In the first 1992 presidential debate, then-candidate Ross Perot famously quipped "you make more making computer chips than potato chips." This clever little phrase was part of Perot’s explanation for why America needed a high-tech-focused industrial policy (my term) to handle the demise of the cold-war defense industries.
I typically respond with two observations to people who insist on the intrinsic merits of computer chips over potato chips.
First, I’d rather eat potato chips than eat computer chips – but I admit that potato chips don’t work as effectively in my laptop computer.
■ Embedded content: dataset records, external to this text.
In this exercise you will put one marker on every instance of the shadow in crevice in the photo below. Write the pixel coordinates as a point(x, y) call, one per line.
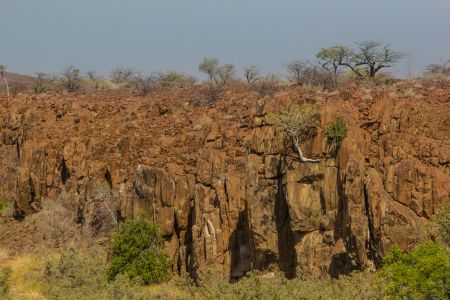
point(287, 260)
point(65, 174)
point(241, 258)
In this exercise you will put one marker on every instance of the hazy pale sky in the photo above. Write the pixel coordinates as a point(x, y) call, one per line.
point(163, 35)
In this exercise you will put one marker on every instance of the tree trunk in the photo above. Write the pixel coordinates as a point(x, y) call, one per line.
point(300, 153)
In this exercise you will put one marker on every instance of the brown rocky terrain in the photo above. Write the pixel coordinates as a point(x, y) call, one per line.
point(227, 192)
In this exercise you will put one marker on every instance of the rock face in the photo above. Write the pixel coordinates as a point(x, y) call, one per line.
point(226, 190)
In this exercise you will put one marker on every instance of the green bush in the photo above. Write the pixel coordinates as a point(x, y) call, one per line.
point(76, 275)
point(258, 286)
point(337, 131)
point(175, 79)
point(441, 220)
point(5, 278)
point(424, 273)
point(137, 252)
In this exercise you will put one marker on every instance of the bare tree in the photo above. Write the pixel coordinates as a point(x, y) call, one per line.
point(251, 73)
point(375, 59)
point(304, 72)
point(442, 68)
point(225, 73)
point(2, 73)
point(297, 122)
point(210, 66)
point(217, 73)
point(144, 84)
point(71, 80)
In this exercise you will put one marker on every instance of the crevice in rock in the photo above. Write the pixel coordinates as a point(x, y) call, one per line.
point(188, 242)
point(287, 260)
point(18, 150)
point(241, 258)
point(374, 241)
point(65, 174)
point(108, 179)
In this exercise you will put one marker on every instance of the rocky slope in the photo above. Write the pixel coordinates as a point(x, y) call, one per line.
point(228, 193)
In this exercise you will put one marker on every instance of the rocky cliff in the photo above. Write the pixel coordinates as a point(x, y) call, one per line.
point(226, 189)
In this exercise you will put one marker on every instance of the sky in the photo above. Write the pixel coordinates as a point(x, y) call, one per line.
point(164, 35)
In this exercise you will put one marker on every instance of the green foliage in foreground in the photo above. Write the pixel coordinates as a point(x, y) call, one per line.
point(424, 273)
point(137, 252)
point(76, 275)
point(260, 286)
point(441, 220)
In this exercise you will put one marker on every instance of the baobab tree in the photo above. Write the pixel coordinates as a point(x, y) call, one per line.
point(297, 122)
point(2, 73)
point(251, 73)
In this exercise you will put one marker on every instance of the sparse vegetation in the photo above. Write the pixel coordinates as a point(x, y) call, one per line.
point(268, 85)
point(217, 73)
point(441, 223)
point(144, 84)
point(175, 79)
point(122, 75)
point(442, 68)
point(40, 83)
point(337, 132)
point(297, 122)
point(251, 74)
point(137, 252)
point(5, 279)
point(365, 62)
point(307, 73)
point(71, 80)
point(211, 92)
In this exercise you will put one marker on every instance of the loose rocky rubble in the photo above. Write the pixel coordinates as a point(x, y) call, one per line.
point(227, 191)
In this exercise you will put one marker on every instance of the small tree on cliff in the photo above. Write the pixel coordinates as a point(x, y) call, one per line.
point(297, 122)
point(2, 73)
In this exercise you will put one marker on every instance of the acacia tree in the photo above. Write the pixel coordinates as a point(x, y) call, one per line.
point(296, 122)
point(120, 75)
point(2, 73)
point(304, 72)
point(369, 58)
point(225, 73)
point(210, 66)
point(71, 80)
point(251, 73)
point(442, 68)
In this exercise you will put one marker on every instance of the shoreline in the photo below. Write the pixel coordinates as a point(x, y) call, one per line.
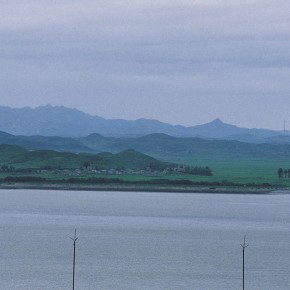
point(144, 188)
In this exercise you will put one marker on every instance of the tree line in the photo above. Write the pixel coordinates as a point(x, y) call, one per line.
point(283, 173)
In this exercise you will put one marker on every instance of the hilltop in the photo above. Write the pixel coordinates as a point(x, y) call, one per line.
point(61, 121)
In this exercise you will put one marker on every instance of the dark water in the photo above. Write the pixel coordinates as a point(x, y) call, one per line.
point(143, 240)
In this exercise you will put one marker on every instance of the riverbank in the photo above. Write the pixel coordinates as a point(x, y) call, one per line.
point(140, 188)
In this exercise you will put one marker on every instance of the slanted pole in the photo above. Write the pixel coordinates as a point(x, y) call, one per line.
point(74, 239)
point(244, 246)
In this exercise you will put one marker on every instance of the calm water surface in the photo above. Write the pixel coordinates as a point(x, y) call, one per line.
point(143, 240)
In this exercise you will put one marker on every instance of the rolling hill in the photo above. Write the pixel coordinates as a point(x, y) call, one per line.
point(61, 121)
point(12, 155)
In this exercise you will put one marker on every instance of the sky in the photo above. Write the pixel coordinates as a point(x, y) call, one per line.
point(181, 62)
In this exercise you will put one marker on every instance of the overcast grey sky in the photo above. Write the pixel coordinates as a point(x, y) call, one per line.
point(181, 62)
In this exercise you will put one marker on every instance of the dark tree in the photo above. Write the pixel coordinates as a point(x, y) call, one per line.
point(280, 172)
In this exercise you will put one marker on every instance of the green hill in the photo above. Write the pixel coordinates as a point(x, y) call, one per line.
point(167, 146)
point(18, 157)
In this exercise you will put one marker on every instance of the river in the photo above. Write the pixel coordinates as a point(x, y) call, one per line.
point(132, 240)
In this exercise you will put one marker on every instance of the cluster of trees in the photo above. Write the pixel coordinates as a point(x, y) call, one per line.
point(283, 173)
point(204, 171)
point(7, 168)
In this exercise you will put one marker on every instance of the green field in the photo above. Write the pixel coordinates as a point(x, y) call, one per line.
point(226, 167)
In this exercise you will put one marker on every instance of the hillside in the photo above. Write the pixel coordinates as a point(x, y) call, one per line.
point(166, 146)
point(45, 143)
point(11, 155)
point(61, 121)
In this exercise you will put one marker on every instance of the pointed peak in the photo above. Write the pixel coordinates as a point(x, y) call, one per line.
point(217, 121)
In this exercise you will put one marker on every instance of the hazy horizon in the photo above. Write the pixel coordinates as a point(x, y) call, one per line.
point(140, 118)
point(180, 62)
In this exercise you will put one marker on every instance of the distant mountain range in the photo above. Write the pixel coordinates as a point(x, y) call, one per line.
point(16, 156)
point(157, 145)
point(61, 121)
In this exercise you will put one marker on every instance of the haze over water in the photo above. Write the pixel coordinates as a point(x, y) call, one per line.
point(143, 240)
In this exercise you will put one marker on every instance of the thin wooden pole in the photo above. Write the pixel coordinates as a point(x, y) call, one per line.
point(244, 246)
point(74, 239)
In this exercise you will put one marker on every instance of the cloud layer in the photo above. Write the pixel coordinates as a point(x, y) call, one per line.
point(178, 61)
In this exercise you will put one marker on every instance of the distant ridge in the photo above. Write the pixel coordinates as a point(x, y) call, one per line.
point(61, 121)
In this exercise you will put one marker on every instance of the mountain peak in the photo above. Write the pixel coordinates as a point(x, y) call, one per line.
point(217, 121)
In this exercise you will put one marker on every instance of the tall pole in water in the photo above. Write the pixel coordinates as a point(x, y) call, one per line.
point(74, 239)
point(244, 246)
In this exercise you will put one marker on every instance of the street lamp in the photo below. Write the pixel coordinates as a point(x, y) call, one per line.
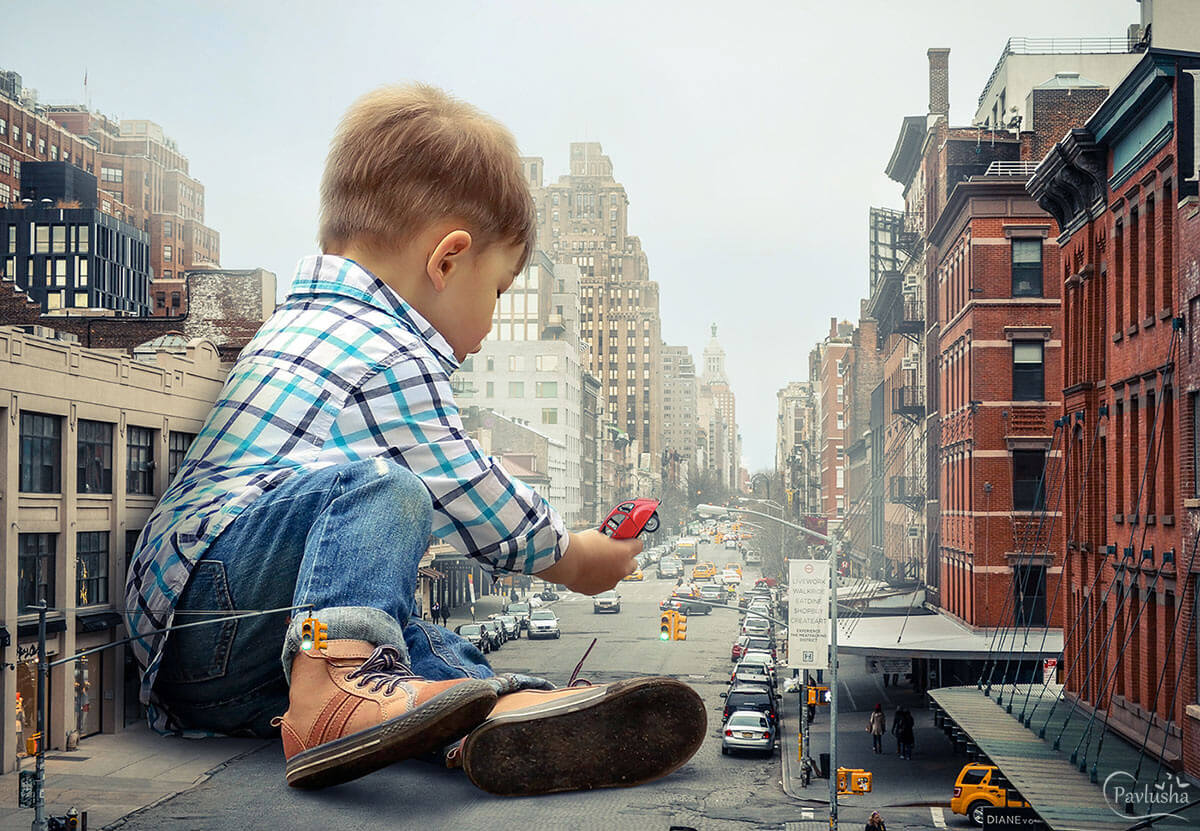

Second, Herman Lay – founder of Frito-Lay’s – made a fortune producing potato chips.
Here’s another chip entrepreneur whose story is interesting: Ron Zappe.
Zappe founded Zapp’s Potato Chip Co. in 1985. It was successful from the start, today employing 100 people at its plant in Gramercy, Louisiana (which is about half-way between New Orleans and Baton Rouge) and producing 150,000 bags of chips per day. Zapp’s chips are now the number two selling snack food in Texas and Louisana.
I’m pretty sure that Mr. Zappe is a wealthy man.
He once worked for Ingersoll-Rand and then started a few companies selling oil-field equipment. That industry went south in the mid-1980s when oil prices plummeted. His companies followed suit.
What’s a guy in his early 40s to do?
Ron Zappe used his creativity and energy to start a company producing Cajun-spice potato chips – gourmet chips, even, as some (including moi) insist.
Zappe built his Gramercy, LA, plant in 1985 in a building recently vacated by an automobile dealership. Gramercy was then filled with laid-off oil and gas workers.
This is one, relatively modest example of the market’s vibrancy. Had huge subsidies poured in from Washington to keep south Louisiana’s oil-and-gas firms artificially profitable, Ron Zappe might today still be peddling the pumps he peddled before moving into chips. Would he have been better off? Maybe, but probably not.
But I for one would have been worse off. Being a New Orleans native, I discovered Zapp’s chips just after they first hit the market. I love them. I absolutely adore them. They’re spectacular. Were it not for the fall in the prices of oil and gas, and the consequent release of resources (including Mr. Zappe) from the energy industry, I and other fans of Zapp’s chips would be all the poorer.
I thank my long-time friend Kerry Dugas for alerting me to Ron Zappe’s story.